July 2006
Marthand Nookala
Dan Murray
Ken Keller
Following Colin Bennett’s presentation, the session turned to the perspectives of the three panelists. Marthand Nookala described the federal government’s Vehicle Infrastructure Integration (VII) initiative, “a communication network…between vehicles and roadside infrastructure” that aims to improve safety. When in place, the system will collect a multitude of data. Who owns that information, and how will it be used? A working group with representatives from the USDOT, 10 state DOTs, the National Association of County Engineers, and manufacturers are defining nine privacy principles for the initiative. “The fundamental philosophy,” he said, “is that personal information should be acquired, disclosed, and used only in ways that protect the privacy of individuals.” The group is also developing seven categories of privacy limits on uses.
Dan Murray said the private sector has three main concerns regarding data privacy: (1) civil litigation; (2) sensitive and proprietary information; and (3) the lack of controls to prevent data used by government and researchers from finding its way back to his first two concerns. Industry policy and protocols aren’t sufficient, as the vast majority of companies outed recently all had privacy policies in place. “Enron, Tyco, and MCI were all responsible for self-regulation,” he noted. Privacy discussions need to be moved out of the courtroom and into legislatures and the Congress. “The United States is so far behind [in] developing a national sense of policy, we’ve essentially punted,” he said. “We need to catch up to other countries.”
Ken Keller said the first thing to keep in mind is that expectations about privacy and public space keep changing. For example, a party-line telephone—a “public” space—was replaced by “private” lines, which are now complemented by cell phones and e-mail that are more accessible by others. “The problem is that the boundary between public and private is being driven primarily by technology,” he said, “not by anyone’s normative idea.”

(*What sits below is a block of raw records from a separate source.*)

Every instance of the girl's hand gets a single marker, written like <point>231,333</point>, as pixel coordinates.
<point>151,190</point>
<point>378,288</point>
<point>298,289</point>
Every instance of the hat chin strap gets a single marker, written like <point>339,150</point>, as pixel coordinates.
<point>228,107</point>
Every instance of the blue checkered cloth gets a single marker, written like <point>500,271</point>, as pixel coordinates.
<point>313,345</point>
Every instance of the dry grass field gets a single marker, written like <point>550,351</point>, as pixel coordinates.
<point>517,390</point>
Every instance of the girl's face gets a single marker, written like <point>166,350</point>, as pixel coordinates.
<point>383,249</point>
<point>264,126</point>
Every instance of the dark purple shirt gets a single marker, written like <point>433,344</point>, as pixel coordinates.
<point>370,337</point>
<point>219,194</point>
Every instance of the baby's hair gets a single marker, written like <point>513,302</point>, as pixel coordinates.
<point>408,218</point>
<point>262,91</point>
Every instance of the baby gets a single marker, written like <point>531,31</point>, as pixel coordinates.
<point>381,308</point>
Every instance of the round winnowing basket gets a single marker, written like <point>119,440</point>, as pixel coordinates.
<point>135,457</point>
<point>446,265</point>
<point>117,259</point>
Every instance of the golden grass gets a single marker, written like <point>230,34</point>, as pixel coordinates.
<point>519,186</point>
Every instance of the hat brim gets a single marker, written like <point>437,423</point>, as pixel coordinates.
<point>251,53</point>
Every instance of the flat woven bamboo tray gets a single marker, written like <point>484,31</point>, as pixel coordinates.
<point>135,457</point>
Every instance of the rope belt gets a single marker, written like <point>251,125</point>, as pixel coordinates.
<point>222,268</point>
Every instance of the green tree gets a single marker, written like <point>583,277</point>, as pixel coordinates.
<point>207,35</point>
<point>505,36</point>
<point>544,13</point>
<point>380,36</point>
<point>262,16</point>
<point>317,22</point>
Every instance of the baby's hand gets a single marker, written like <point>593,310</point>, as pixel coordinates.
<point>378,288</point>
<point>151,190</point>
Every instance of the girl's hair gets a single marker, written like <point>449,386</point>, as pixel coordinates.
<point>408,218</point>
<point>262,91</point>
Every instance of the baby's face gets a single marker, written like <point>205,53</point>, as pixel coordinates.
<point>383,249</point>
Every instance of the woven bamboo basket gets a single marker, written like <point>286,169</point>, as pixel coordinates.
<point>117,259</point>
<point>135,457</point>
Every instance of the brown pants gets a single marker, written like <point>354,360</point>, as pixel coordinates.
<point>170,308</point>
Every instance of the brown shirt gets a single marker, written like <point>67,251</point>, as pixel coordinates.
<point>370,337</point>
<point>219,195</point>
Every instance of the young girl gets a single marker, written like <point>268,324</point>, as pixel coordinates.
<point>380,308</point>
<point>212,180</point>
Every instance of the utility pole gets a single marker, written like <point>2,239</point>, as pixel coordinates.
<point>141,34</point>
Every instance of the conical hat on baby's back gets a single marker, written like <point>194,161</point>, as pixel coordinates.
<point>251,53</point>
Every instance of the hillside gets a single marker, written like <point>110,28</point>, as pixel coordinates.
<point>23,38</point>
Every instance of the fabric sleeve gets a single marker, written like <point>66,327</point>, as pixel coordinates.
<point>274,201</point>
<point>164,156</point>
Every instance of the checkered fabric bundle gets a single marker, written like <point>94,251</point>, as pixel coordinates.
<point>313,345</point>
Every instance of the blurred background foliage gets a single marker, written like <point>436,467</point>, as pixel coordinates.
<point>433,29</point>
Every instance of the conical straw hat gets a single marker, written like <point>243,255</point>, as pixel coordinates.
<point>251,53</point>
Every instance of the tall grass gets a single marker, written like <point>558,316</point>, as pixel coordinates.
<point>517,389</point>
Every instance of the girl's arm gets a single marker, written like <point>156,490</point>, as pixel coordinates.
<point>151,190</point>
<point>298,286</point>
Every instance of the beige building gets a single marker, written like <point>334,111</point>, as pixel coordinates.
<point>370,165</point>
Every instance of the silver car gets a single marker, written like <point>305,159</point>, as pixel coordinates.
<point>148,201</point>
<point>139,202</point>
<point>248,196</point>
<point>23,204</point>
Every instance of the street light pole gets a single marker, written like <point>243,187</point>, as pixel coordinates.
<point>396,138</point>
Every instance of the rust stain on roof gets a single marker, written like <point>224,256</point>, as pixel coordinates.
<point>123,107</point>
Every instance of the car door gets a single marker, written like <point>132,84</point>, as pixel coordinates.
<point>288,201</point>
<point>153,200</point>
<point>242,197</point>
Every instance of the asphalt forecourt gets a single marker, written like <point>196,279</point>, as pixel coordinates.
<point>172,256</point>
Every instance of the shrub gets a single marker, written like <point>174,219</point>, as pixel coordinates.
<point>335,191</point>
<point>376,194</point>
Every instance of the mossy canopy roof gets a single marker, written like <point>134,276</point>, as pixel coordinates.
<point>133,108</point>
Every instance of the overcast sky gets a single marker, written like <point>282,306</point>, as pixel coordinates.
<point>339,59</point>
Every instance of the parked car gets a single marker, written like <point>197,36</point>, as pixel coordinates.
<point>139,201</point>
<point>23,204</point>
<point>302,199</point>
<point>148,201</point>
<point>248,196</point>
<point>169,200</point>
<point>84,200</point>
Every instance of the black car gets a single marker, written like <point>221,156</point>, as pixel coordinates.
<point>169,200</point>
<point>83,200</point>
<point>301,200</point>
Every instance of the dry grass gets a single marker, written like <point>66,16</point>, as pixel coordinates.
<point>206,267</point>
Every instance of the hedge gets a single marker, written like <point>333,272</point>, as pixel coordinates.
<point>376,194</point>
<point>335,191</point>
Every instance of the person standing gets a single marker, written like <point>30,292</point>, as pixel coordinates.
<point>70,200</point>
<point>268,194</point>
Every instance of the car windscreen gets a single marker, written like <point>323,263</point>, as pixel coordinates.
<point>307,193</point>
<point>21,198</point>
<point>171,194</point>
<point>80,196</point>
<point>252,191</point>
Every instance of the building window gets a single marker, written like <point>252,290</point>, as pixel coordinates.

Keller also asserted that Americans and Europeans have much different views of privacy. In Europe, the greatest concern is toward private organizations; in the United States, it is the fear of government. “That is the problem: we don’t trust the organization that would put [privacy policy] in place,” he said. “This leads to why we don’t have a national policy and leaves us with the enormous chaos that we have.”
This historic distrust may also explain why Americans complain more about red-light cameras at intersections than surveillance cameras at gas stations, Keller noted. To gain trust, he encouraged government organizations to clearly communicate their policies, follow their own rules, and stress the public benefit of the data collection.